Im Gespräch mit Sina Meißgeier, Germanistin und Stipendiatin der Konrad-Adenauer-Stiftung, berichtete Ines Geipel von kriminologischen Suchen und vom Heben des Materials. So fanden sich viele Texte und Verbindungen in verschiedenen Akten der Staatssicherheit. „Es reichte im Zweifel schon, ein unpolitisches Gedicht geschrieben und auffällig ausgesehen zu haben, und der Zugriff erfolgte“, so Geipel. Aus Angst, dass ihre Texte entdeckt würden, versteckten manche Autoren sie in Bahnhofspinds, in Kartoffelkellern oder nähten sie in Kissen ein. Wer unter Beobachtung stand, war in den meisten Fällen bereits vorverurteilt. „Edeltraud Eckert, die 1950 wegen eines Flugblattes in Waldheim landete und 25-jährig schwer verletzt und elendig starb, oder Ralf-Günter Krolkiewicz, der ‚feindlich-negativ‘ eingestuft wurde, ohne es zu wissen, waren innerhalb, geschweige denn außerhalb der DDR nicht bekannt, und so hatten sie keinerlei Schutz vor der Willkür“, referierte Geipel ausgewählte Einzelschicksale vor einem Publikum, das hauptsächlich selbst aus DDR-Zeitzeugen bestand.

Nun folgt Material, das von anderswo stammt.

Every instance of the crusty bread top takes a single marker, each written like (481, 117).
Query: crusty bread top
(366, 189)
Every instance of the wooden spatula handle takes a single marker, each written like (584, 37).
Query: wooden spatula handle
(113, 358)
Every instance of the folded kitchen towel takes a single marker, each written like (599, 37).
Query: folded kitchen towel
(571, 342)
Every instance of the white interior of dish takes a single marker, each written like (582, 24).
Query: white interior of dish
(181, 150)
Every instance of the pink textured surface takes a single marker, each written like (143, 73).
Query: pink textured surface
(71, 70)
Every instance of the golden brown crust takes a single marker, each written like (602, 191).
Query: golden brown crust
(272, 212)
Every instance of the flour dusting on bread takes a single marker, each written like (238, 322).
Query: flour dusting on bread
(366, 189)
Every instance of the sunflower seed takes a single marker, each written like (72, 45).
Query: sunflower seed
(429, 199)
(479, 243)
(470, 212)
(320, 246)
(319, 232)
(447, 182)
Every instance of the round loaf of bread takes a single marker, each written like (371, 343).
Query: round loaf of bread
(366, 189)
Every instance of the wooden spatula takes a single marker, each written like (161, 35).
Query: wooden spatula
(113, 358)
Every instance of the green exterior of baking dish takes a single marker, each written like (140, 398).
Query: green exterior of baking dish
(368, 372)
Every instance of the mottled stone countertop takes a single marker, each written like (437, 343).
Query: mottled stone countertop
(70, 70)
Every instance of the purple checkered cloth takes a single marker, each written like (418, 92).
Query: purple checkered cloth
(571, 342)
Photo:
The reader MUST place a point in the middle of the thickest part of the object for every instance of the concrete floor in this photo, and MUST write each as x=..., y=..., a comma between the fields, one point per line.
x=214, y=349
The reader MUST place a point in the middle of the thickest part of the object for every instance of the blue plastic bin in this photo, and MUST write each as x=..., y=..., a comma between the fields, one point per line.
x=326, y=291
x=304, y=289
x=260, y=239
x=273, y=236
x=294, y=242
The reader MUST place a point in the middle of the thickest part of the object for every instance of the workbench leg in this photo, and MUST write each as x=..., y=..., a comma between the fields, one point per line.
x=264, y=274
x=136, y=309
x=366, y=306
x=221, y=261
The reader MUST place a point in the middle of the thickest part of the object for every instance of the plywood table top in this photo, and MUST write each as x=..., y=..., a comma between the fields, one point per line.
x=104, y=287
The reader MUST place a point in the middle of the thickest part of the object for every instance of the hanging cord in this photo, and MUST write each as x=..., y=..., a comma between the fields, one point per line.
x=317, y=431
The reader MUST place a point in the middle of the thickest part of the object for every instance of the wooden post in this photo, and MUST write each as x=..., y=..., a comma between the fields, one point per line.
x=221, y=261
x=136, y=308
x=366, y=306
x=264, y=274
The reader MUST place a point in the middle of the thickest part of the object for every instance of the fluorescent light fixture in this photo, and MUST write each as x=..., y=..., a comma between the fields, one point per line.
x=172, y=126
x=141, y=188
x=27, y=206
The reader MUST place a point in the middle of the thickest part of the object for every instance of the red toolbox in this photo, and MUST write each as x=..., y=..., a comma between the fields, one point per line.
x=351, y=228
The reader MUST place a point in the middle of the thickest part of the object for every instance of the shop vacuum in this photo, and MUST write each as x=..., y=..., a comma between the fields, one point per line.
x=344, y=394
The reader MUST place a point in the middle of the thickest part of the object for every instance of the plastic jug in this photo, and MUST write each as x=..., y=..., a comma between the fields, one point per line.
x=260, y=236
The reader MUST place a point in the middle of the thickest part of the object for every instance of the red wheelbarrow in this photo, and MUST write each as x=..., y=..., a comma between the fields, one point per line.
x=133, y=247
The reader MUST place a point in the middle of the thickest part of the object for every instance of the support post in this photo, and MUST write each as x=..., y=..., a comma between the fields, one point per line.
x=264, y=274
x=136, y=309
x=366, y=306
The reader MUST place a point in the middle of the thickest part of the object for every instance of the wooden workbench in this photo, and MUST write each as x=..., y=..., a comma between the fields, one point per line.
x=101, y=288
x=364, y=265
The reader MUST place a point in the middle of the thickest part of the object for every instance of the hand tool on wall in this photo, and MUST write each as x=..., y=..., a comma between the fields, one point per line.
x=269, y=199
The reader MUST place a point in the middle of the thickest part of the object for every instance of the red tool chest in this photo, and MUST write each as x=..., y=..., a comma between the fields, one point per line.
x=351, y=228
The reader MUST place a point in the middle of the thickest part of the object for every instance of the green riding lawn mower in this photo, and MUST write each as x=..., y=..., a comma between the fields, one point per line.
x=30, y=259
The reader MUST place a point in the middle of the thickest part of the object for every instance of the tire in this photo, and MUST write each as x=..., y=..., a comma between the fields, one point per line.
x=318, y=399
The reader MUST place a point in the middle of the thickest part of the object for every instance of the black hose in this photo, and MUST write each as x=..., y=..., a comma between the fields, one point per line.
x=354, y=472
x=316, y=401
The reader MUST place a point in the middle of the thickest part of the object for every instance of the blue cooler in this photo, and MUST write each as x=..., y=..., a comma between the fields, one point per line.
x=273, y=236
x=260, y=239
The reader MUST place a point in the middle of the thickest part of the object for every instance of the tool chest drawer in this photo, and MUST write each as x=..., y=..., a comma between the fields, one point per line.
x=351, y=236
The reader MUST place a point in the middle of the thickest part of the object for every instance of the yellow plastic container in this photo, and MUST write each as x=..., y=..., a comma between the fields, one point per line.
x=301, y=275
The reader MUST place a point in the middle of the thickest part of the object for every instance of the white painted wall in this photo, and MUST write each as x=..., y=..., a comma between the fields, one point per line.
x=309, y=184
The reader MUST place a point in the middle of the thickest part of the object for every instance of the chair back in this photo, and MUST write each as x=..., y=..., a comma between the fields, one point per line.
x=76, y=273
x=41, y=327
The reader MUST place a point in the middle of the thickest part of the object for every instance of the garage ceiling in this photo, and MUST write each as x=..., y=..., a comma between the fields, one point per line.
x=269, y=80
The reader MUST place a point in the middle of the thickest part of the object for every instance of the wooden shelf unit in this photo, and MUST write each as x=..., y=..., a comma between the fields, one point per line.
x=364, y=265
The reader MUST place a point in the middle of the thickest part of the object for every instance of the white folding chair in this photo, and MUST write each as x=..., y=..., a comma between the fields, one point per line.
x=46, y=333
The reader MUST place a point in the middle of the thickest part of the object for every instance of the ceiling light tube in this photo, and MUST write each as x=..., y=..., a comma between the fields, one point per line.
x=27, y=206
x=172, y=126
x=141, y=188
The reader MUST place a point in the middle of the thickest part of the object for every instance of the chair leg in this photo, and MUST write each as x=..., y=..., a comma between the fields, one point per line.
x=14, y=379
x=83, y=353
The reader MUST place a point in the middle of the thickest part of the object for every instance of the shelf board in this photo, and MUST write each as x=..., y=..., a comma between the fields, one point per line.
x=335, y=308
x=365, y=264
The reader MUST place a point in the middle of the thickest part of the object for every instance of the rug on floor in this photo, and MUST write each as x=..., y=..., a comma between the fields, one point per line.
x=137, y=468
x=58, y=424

Dritte Gruppe neben den Kanon-Autoren und den Dissidenten

Gesamt betrachtet, leisten Geipels und Walthers Entdeckungen einen wichtigen Beitrag für die DDR-Literatur-Forschung. Denn die 100 Autorinnen und Autoren der „gesperrten Ablage“ bilden neben kanonisierten Autoren der DDR-Literatur und Dissidenten, wie beispielsweise Reiner Kunze oder Wolf Biermann, eine dritte Gruppe. Ihre Biographien sind nun zugänglich und kontextualisiert, die literaturwissenschaftliche Analyse ihrer Texte aber steht in den meisten Fällen noch aus.